Home > SOA Tips > The Web Services Advisor > Using XML pipelines - part 1
SOA Tips:
EMAIL THIS
 TIPS & NEWSLETTERS TOPICS 

THE WEB SERVICES ADVISOR

Using XML pipelines - part 1


William Brogden
09.06.2006
Rating: -5.00- (out of 5)


Digg This!    StumbleUpon Toolbar StumbleUpon    Bookmark with Delicious Del.icio.us   


Mechanical assembly lines achieve efficiency by moving product through a series of fixed machines, each one specialized to do one function very efficiently. This familiar image has inspired software designers to attempt something similar. The first example I can think of is the Unix toolkit for pipeline processing of text.

At a higher level of abstraction, application architects use concepts such "workflow" or "dataflow" to describe the movement of information as documents or messages through a set of processes. These days more and more documents and messages are formatted in XML, so why not an XML pipeline?

Why another XML tool?

Lets face it, XML may provide a lot of great data manipulation functionality, but speed and low memory use are not at the top of the list. The general XML manipulation tools such as XSLT, XPath and XQuery are flexible, but the additional layers of code are anything but fast.

XML pipeline components can be designed to do one thing and do it well. I think there is reason to believe that we could evolve a set of pipeline components that could be configured and plugged together to accomplish processing tasks rapidly and with minimum resource use. Later in this article and in part 2 I will review some of the attempts that have been made, but for right now lets look as some basics.

How to feed a pipeline

There are three different ways to move XML data in a pipeline, as characters either in a stream or as Strings, as SAX events or as Document Object Model (DOM) elements. I did some time trials by reading a 8.9meg XML document three different ways using Java 1.5 standard library classes. Here are the results normalized to the plain stream reading time: as a stream - 1.0; as a stream turned into SAX events - 2.0; and as a stream turned into a DOM - 9.2.

As far a memory usage is concerned, a DOM in memory takes much more space than just the characters in the file because of all the objects created. SAX events on the other hand are quite small. I think SAX pipelines offer many advantages in addition to speed and small memory footprint for processing large XML documents.

A pipeline for SAX events

SAX stands for Simplified API for XML Processing. A SAX parser recognizes the various parts of an XML document, creates objects incorporating the data and passes the objects to "handler" methods which have been registered with the parser. The key point which opens the floodgates of possibilities is that the stream of SAX events generated by an SAX parser contains the complete infoset of the original XML document, one piece at a time. Any process that can work with a single event can do some work and then pass the event on to the next process.

Here are the signatures of the Java methods that handle the data for XML start and end element tags in the org.xml.sax.ContentHander interface. In a pipeline, you would use code in these methods to examine and possibly modify these parameters before passing them to the next handler in the pipeline.

public void startElement(String uri, String localName, String qName, Attributes atts)

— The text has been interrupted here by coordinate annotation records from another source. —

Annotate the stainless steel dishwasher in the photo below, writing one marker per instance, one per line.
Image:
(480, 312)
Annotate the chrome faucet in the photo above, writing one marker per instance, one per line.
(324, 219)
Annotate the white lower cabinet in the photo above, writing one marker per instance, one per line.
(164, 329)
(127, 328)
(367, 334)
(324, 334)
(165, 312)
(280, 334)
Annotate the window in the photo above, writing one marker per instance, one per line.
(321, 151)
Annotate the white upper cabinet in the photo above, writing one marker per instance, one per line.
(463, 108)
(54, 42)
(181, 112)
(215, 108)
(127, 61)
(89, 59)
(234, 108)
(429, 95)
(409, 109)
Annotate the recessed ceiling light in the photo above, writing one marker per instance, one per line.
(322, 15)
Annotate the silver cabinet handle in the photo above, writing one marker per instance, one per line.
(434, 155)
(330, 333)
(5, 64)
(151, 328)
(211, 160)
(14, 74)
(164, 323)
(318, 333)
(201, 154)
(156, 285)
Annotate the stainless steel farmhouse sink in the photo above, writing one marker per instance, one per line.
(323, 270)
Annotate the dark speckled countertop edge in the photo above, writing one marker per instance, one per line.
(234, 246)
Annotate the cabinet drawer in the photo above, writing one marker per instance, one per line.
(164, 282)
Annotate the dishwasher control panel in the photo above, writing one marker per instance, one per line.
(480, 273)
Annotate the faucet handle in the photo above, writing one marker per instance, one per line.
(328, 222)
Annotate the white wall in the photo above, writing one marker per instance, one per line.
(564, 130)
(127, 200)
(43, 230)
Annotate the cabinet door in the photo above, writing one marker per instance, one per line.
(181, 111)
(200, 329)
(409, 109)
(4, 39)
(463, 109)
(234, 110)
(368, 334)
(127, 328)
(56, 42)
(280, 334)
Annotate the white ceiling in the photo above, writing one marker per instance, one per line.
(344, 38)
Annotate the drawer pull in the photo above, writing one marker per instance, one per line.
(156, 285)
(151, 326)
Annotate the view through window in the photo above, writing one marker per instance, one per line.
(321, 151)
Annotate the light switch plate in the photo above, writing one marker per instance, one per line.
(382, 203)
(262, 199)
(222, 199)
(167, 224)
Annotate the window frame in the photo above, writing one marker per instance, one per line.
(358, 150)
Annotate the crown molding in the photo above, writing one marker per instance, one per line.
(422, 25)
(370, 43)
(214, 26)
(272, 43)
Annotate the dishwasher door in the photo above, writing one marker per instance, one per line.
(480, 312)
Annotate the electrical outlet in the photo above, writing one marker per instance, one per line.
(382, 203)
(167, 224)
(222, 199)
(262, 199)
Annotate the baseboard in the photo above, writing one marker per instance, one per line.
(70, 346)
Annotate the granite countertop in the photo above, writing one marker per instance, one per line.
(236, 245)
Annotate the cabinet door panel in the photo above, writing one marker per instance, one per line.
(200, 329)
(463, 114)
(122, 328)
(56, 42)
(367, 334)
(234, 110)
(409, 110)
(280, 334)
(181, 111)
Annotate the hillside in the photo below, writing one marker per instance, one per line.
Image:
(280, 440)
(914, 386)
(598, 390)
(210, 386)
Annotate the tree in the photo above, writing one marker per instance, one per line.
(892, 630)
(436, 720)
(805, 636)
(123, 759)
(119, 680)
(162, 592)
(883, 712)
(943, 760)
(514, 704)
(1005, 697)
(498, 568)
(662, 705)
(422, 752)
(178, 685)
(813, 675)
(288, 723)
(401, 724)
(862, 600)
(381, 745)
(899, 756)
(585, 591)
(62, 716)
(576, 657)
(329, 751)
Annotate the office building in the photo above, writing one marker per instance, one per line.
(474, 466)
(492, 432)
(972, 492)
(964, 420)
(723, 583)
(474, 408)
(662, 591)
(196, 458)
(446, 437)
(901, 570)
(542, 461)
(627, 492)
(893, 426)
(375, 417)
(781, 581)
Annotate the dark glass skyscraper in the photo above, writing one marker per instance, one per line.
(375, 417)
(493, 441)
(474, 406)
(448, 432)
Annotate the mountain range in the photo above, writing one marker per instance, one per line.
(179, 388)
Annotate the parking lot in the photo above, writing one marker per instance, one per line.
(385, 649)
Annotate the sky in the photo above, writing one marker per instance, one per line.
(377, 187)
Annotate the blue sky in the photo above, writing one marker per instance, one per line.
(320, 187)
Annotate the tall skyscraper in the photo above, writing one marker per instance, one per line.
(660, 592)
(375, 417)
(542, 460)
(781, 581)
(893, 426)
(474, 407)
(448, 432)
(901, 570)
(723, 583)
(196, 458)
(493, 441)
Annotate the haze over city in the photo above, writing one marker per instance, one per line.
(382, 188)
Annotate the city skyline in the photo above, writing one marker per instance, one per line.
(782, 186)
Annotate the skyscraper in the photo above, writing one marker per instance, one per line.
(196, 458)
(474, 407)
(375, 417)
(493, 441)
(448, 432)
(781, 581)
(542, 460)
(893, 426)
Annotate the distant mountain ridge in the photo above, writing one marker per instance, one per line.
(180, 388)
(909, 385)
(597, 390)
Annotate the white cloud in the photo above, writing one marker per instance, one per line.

public void endElement(String uri, String localName, String qName)

The content of these parameters is as follows:

uri: If the document uses XML namespaces AND the parser has namespace processing turned on, this String will contain the URI - otherwise it will be an empty String.

localName: If the parser has namespace processing turned on, this String will contain the element name minus any namespace prefix - otherwise it will be an empty String.

qName: This String will have the complete name of the element, with prefix if any.

atts: This is a reference to an Attributes object containing the names and values of all attributes in the element start tag.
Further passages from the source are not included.